Look Both Ways Before You Start the Year.

Most of us will find ourselves this month looking, like its namesake, Janus, both backwards and forwards. Television shows will highlight the successes and failures of the year; we shall ponder our own highs and lows and as we make resolutions or start filling our pristine diaries, planning or simply hoping for a better future.

2021 was definitely a strange year and the temptation is to see it as one of endless lock-downs, disasters and civil unrest. From a news point of view, it certainly was. From a personal vantage point, it was something else entirely.

Reasons to be thankful

Last year, having received an additional wall calendar, I decided to dedicate it as a gratitude diary. Each day, I would fill in one event or experience that brought me joy. With only a couple of exceptions, I managed to complete something for every entry. I took as my guide Alice Earle’s wise saying that: Every day may not be good, but there is good in every day.

My gratitude diary
Image: Karen Costello-McFeat

Most of my entries were hardly newsworthy: a coffee with a friend, a trip to a nearby beauty spot, or an act of kindness. Yet, these are the stuff of life. Looking back over the year, I saw that it was filled with moments of joy amidst all the stress and restrictions. It was a good year.

Sustaining hope

For me, knowing that happiness can be found in the most challenging of circumstances gives me not only solace but hope. We need to feed our souls with a belief in the goodness of others and the possibility of positive outcomes, otherwise we will shrivel into despair. The world has never been just nor easy. The most cursory look at history tells us that. Yet it is still a wonderful place. Like Janus again, we can find balance by looking at it both ways and centre ourselves somewhere in the middle. By developing the practice of gratitude, we give ourselves the best defence against life’s ‘slings and arrows’.

This year, I received two wonderful calendars again and I knew exactly what to do with the second. And when this year ends, I shall look forward to reading its entries.

Moominmamma would approve
Image: Karen Costello-McFeat

Looking forward

Two years ago, when I pondered what 2020 might bring, I did so with great optimism. By February, my diary was packed with planned visits from friends and family, a literary festival in Oxford and my own family’s reunion in the US. Of course, none of those things came to pass. This year, I am a little more circumspect.

And this is the problem with trying to guess the future. We often over-estimate how good or bad it is and forget to focus on the only time that actually counts, which is now.

A cause for celebration Image: Artturi Jalli on Unsplash

Perhaps we should be grateful to our current circumstances for reminding us of this. We literally cannot make plans only tentative goals. Whatever we schedule, we must be willing to change or rearrange or even cancel. This is hard. No-one wishes to be reminded of how slender a grasp one has on one’s life and those prone to be more controlling (as I confess I used to be) find this the hardest of all. We rant, we rage and some even throw tantrums – but it hardly changes anything.

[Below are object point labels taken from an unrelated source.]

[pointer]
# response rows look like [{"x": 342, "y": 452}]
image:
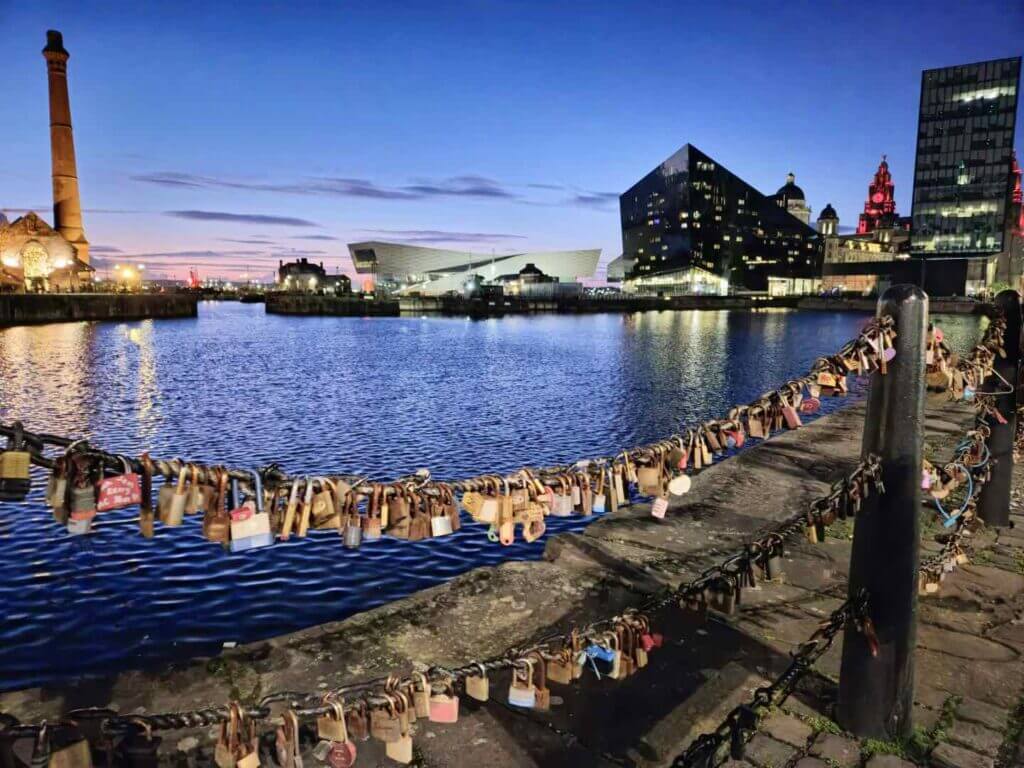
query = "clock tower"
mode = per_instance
[{"x": 880, "y": 208}]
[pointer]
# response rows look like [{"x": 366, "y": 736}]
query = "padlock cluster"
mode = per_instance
[
  {"x": 968, "y": 472},
  {"x": 964, "y": 378}
]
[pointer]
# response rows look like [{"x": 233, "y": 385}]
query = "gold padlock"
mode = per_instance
[{"x": 14, "y": 462}]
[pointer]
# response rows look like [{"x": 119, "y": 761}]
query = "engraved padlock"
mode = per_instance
[
  {"x": 477, "y": 686},
  {"x": 522, "y": 692},
  {"x": 14, "y": 462},
  {"x": 83, "y": 507},
  {"x": 172, "y": 499},
  {"x": 352, "y": 537},
  {"x": 444, "y": 706}
]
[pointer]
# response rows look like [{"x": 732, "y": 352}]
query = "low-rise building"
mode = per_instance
[
  {"x": 530, "y": 283},
  {"x": 406, "y": 269},
  {"x": 36, "y": 257},
  {"x": 306, "y": 276}
]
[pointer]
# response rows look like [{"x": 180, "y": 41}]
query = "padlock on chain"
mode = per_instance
[
  {"x": 15, "y": 461},
  {"x": 139, "y": 749},
  {"x": 83, "y": 497}
]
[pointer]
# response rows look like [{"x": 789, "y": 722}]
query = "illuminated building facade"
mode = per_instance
[
  {"x": 880, "y": 208},
  {"x": 863, "y": 263},
  {"x": 966, "y": 132},
  {"x": 691, "y": 226},
  {"x": 35, "y": 257},
  {"x": 791, "y": 199}
]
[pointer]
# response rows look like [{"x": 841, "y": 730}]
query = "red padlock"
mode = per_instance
[{"x": 120, "y": 491}]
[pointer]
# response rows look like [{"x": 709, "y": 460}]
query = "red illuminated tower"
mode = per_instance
[
  {"x": 880, "y": 208},
  {"x": 1017, "y": 197}
]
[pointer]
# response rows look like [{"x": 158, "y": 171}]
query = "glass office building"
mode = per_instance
[
  {"x": 963, "y": 163},
  {"x": 692, "y": 226}
]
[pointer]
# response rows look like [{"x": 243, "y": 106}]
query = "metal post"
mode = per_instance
[
  {"x": 993, "y": 506},
  {"x": 876, "y": 693}
]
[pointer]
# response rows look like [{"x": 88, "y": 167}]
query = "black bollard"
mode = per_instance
[
  {"x": 876, "y": 693},
  {"x": 993, "y": 505}
]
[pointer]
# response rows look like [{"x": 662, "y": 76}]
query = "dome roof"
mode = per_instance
[{"x": 790, "y": 190}]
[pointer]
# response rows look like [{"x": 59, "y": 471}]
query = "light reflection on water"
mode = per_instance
[{"x": 382, "y": 396}]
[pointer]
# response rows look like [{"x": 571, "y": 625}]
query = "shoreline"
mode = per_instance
[{"x": 36, "y": 309}]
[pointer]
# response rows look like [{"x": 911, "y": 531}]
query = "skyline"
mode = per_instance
[{"x": 449, "y": 127}]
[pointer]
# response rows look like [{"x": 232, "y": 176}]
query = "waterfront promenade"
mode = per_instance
[{"x": 969, "y": 642}]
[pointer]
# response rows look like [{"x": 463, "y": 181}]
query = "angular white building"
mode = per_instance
[{"x": 432, "y": 271}]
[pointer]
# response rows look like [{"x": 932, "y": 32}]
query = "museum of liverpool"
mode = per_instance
[{"x": 404, "y": 269}]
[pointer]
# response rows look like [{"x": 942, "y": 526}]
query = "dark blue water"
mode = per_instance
[{"x": 381, "y": 396}]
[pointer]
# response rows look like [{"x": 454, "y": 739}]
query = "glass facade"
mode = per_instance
[
  {"x": 963, "y": 164},
  {"x": 692, "y": 214}
]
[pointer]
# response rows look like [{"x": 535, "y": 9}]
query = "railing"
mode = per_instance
[{"x": 883, "y": 494}]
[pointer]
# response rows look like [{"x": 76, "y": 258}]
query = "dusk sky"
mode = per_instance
[{"x": 227, "y": 135}]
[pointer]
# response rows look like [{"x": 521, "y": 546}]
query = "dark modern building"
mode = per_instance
[
  {"x": 692, "y": 226},
  {"x": 963, "y": 171}
]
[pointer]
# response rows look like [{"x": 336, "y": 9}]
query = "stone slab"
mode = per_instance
[
  {"x": 765, "y": 752},
  {"x": 975, "y": 737},
  {"x": 836, "y": 750},
  {"x": 787, "y": 729},
  {"x": 983, "y": 714},
  {"x": 888, "y": 761},
  {"x": 950, "y": 756},
  {"x": 700, "y": 713},
  {"x": 810, "y": 762}
]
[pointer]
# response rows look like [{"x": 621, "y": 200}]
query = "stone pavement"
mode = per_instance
[{"x": 970, "y": 677}]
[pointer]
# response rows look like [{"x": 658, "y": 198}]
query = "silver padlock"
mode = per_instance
[{"x": 352, "y": 537}]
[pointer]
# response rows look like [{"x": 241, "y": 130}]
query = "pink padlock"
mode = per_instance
[
  {"x": 444, "y": 707},
  {"x": 342, "y": 755},
  {"x": 810, "y": 404},
  {"x": 659, "y": 507}
]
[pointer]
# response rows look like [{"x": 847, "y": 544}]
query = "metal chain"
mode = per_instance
[{"x": 740, "y": 724}]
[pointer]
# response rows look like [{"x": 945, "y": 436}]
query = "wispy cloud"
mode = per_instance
[
  {"x": 192, "y": 254},
  {"x": 457, "y": 186},
  {"x": 245, "y": 218},
  {"x": 441, "y": 236},
  {"x": 461, "y": 186},
  {"x": 37, "y": 209},
  {"x": 593, "y": 200},
  {"x": 296, "y": 252}
]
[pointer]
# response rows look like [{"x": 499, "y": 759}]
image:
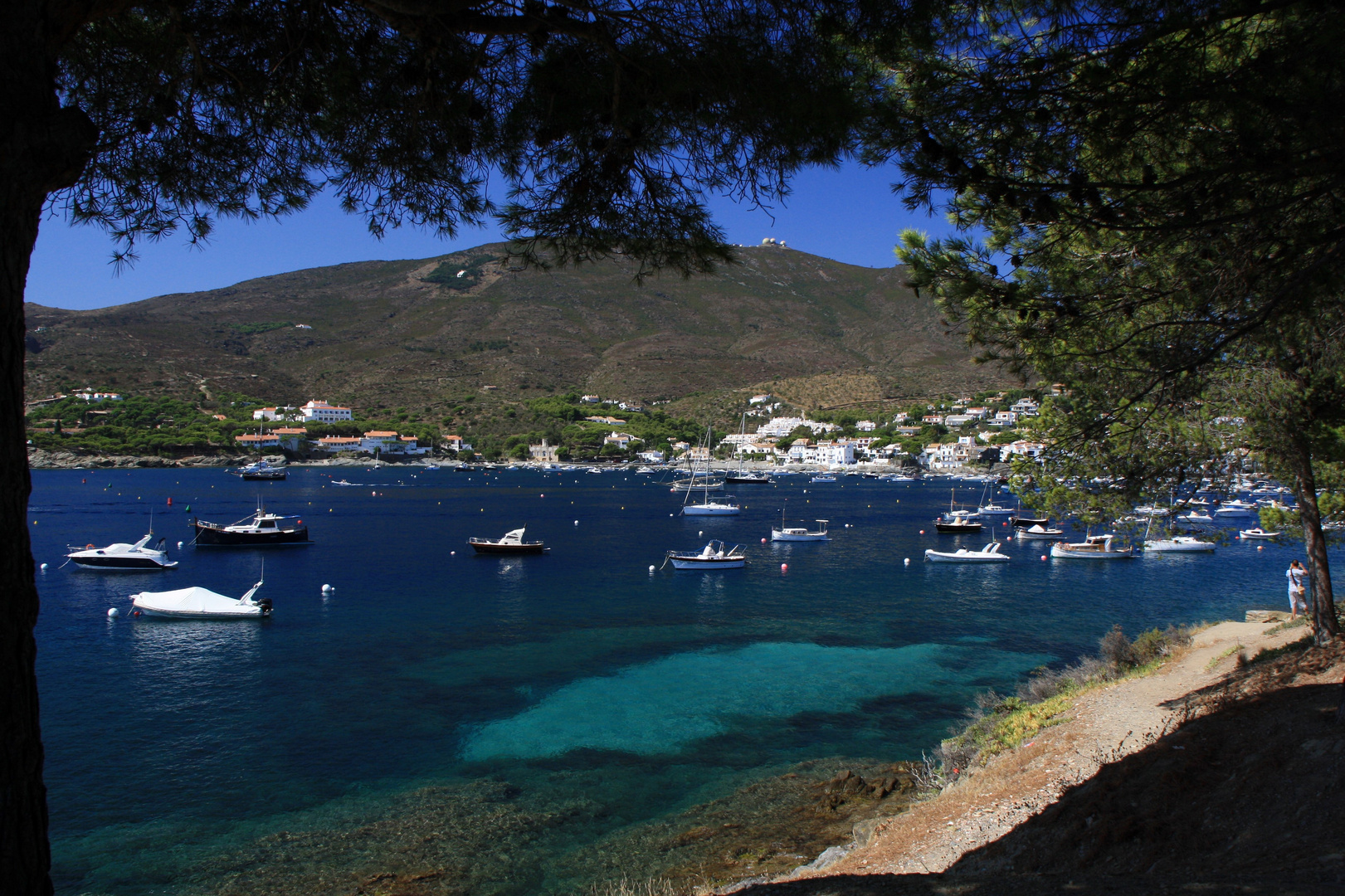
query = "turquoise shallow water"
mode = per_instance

But if we can embrace the current uncertainty as a metaphor for all of life, we can start to enjoy everything that it offers regardless of whether it meets our expectations or not. Of course, we need to make provisional plans for reunions and holidays, but we need not rely on them being fulfilled. There is a place for hope but not, I think, for expectation.

Exchanging expectation for hope

When we expect things to happen: our parcel to arrive the next day, our future vacation to be a success and our plans to go without a hitch, we are tempting fate. We are also likely to be sorely disappointed when things go awry, feeling somehow cheated of our ‘promised joy’.

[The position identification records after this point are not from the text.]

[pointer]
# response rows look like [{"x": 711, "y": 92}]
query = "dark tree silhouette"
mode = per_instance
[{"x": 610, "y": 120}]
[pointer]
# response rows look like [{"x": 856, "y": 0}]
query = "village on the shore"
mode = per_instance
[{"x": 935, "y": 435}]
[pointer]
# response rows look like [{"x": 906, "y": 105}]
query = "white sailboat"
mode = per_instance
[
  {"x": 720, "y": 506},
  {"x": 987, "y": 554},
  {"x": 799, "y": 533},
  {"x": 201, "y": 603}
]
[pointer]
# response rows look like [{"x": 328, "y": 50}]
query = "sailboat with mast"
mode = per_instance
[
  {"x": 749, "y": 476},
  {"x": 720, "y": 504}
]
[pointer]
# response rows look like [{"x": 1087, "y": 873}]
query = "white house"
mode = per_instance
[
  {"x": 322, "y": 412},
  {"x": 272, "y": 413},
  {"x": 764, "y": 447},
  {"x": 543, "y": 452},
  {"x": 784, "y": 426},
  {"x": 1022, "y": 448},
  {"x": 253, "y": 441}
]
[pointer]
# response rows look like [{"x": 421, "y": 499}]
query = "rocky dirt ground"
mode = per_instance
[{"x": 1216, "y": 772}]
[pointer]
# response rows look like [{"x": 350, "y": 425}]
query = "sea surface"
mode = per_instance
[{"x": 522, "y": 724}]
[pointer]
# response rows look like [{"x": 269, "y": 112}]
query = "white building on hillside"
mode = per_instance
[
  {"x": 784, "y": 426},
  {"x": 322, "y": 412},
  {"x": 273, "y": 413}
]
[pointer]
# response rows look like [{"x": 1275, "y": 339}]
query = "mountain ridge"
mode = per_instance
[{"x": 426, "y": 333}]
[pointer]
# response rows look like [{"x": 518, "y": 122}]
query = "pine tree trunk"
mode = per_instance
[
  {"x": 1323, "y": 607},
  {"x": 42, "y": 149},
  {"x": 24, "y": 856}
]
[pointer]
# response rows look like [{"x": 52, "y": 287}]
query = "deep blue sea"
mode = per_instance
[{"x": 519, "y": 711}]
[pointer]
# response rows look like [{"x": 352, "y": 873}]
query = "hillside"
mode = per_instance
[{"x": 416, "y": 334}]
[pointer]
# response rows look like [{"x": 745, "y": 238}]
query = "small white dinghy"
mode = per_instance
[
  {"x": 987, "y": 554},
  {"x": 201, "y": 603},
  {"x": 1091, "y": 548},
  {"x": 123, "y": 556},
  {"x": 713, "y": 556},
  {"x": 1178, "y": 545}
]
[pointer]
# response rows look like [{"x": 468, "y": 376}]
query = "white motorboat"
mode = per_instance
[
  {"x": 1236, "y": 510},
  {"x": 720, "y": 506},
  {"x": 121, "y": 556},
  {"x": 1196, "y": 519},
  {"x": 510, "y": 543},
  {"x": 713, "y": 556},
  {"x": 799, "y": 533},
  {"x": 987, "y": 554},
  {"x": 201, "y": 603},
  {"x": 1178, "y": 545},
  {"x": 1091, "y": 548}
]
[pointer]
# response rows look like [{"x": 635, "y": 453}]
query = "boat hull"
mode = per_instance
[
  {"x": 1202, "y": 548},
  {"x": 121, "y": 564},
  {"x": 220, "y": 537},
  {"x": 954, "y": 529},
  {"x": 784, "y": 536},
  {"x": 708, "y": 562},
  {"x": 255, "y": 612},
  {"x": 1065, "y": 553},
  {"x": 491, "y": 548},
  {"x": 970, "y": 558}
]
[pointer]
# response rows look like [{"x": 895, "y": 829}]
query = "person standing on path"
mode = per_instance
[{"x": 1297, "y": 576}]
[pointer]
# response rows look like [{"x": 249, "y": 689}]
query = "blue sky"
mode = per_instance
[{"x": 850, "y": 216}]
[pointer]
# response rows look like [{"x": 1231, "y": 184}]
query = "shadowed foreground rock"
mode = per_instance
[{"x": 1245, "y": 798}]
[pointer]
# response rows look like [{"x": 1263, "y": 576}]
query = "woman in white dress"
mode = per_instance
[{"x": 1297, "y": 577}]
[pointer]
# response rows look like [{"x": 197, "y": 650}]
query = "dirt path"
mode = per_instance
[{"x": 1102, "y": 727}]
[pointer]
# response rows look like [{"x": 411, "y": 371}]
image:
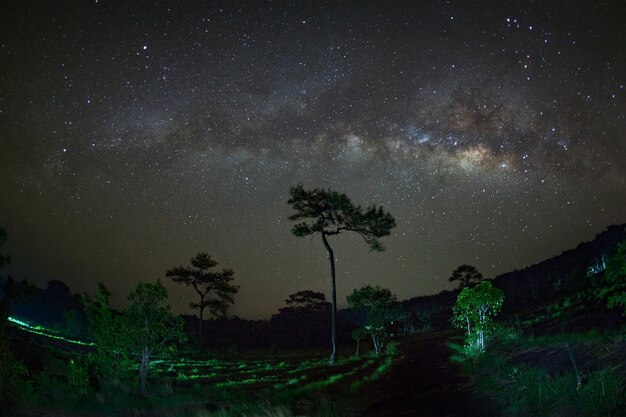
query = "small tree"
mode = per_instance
[
  {"x": 466, "y": 275},
  {"x": 359, "y": 334},
  {"x": 109, "y": 358},
  {"x": 305, "y": 301},
  {"x": 614, "y": 286},
  {"x": 474, "y": 311},
  {"x": 377, "y": 303},
  {"x": 148, "y": 328},
  {"x": 329, "y": 213},
  {"x": 214, "y": 288}
]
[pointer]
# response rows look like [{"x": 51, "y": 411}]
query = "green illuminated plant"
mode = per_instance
[
  {"x": 377, "y": 304},
  {"x": 614, "y": 288},
  {"x": 474, "y": 311},
  {"x": 330, "y": 213},
  {"x": 148, "y": 328}
]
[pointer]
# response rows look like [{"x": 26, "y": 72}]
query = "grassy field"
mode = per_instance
[{"x": 191, "y": 383}]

If, however, we take the more humble approach of simply hoping for a good outcome, our disappointment is likely to be less keen and our ability to recover greater. Hope is a robust thing, as noted in Emily Dickinson’s wonderful poem: ‘Hope’ is the thing with feathers.

“Hope” is the thing with feathers – (314)

“Hope” is the thing with feathers –
That perches in the soul –
And sings the tune without the words –
And never stops – at all –

And sweetest – in the Gale – is heard –
And sore must be the storm –
That could abash the little Bird
That kept so many warm –

I’ve heard it in the chillest land –
And on the strangest Sea –
Yet – never – in Extremity,
It asked a crumb – of me.

Hope is not demanding. It simply continues through times of promise and adversity and ‘never stops – at all -‘ whereas thwarted expectation often ends right there with its accompanying misery.

So, let us hope this new year brings us all that our hearts yearn for, but should it not fulfil our desires, let us remember, with gratitude, all that it has provided.